Eventually let's define a new dataframe with exchange offerings filtered out.  
All subsequent conclusions will be built on the basis of this datafarame unless otherwise specified.

In [15]:
dff = df[~df.apply(filter_exchange, axis=1)].copy()


We should make a new relative cold price estimations:

In [16]:
fig = px.box(
    dff[["cold_price_rel"]],
    x="cold_price_rel",
    notched=True,
    title="Cold RELATIVE prices <br><sup>€ for sq.m per month</sup>",
    color_discrete_sequence=["green"],
)
fig.update_layout(xaxis_title="€ for sq.m per month", yaxis_title="Value range")

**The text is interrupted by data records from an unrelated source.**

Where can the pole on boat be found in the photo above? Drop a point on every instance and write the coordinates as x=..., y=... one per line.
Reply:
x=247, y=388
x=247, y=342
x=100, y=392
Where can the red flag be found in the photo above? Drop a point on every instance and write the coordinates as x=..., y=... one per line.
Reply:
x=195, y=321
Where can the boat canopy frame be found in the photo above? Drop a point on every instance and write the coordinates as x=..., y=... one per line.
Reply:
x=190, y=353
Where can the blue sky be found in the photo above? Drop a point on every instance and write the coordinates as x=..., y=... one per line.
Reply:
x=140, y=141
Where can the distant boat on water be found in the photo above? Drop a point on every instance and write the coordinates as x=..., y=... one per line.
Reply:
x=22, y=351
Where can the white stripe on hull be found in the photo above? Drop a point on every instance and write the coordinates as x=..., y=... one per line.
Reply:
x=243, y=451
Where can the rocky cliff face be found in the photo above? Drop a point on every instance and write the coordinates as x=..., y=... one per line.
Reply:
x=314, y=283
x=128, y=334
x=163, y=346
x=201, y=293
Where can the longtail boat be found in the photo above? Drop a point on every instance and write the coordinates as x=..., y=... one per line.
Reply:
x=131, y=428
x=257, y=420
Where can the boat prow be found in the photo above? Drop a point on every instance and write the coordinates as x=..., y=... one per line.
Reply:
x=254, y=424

As we filtered out exchange offerings the relative cold price increased from 22 to 30 eur/sq.m.month. (+ 37%).  
If we continued to include that irrelevant data, our statistics would be heavily skewed.

In [17]:
dff[
    ["property_area", "cold_price", "warm_price", "cold_price_rel"]
].describe().T.style.format(precision=1, thousands=",")

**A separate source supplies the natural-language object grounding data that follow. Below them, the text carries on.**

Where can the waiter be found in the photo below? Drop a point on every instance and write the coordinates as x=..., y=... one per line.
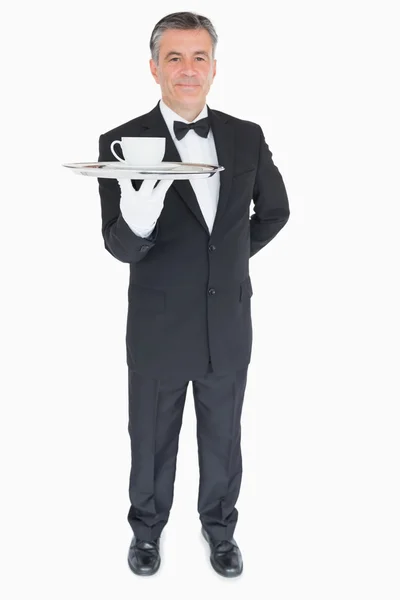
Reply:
x=188, y=245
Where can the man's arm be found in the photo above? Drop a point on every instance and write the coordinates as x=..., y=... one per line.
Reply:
x=271, y=206
x=119, y=239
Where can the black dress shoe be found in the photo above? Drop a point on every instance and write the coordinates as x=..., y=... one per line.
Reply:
x=225, y=556
x=144, y=557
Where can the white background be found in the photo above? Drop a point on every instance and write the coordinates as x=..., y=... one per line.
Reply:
x=319, y=505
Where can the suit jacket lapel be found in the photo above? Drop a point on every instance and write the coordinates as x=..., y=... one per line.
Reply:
x=154, y=126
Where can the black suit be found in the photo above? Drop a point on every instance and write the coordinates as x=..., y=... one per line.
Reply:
x=189, y=315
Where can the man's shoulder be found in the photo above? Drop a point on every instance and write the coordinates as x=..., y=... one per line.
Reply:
x=236, y=121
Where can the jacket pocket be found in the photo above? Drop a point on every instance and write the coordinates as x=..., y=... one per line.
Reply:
x=146, y=300
x=242, y=173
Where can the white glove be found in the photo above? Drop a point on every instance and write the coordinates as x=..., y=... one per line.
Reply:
x=142, y=208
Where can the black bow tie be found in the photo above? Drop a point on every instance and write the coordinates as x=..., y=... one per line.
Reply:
x=202, y=127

Unnamed: 0,count,mean,std,min,25%,50%,75%,max
property_area,2746.0,67.5,43.2,11.8,40.0,58.0,80.0,706.0
cold_price,2746.0,1930.4,1252.6,195.0,1300.0,1734.0,2300.0,17000.0
warm_price,2711.0,2080.8,1325.4,300.0,1390.0,1800.0,2490.0,19850.0
cold_price_rel,2746.0,32.7,18.4,5.8,21.8,30.4,39.4,185.7


The plot and the table speak for themselves:


### A typical housing for rent in Berlin looks like that:
||property_area|cold price|warm price|Relative cold price|
|:---|:---|:---|:---|:---|
|median| 58 sq.m|1734|1800|30 eur for sq.m monthly|

3/4 of all listings have a cold price less than 2300 and warm price less than 2490 euros.  

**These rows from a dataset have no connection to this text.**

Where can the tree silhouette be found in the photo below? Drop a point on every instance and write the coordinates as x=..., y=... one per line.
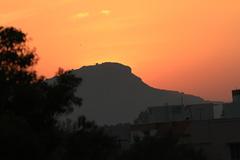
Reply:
x=28, y=104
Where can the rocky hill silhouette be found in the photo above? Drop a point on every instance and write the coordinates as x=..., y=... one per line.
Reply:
x=112, y=94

But the variance is high: from 300 up to 19,850 euros (warm price).  


Before we go any further let's slow down a bit and answer some easy questions.

### How tall are buildings for rent in Berlin?

In [18]:
temp = (
    dff.floors_in_building.value_counts()
)  # get frequencies of the number of floors in the building 

fig = px.bar(
    temp, x=temp.index, y=temp.values, title="Number of floors in the building"
)
fig.update_layout(xaxis_title="", yaxis_title="Count of properties for rent")
fig.update_xaxes(type="category")
fig.update_xaxes(categoryorder="category ascending")
# fig.update_layout(xaxis={'categoryorder':'total ascending'})
fig.show()


Well..  Do you find like me this plot is boring.  
Category (x axis) order is alphabetical.  And it is not actually intuitive here as the buildings height order is confusing.  
We can fix this by changing the index. 

Get 'floors_in_building' distribution values:

In [19]:
temp = dff.floors_in_building.value_counts()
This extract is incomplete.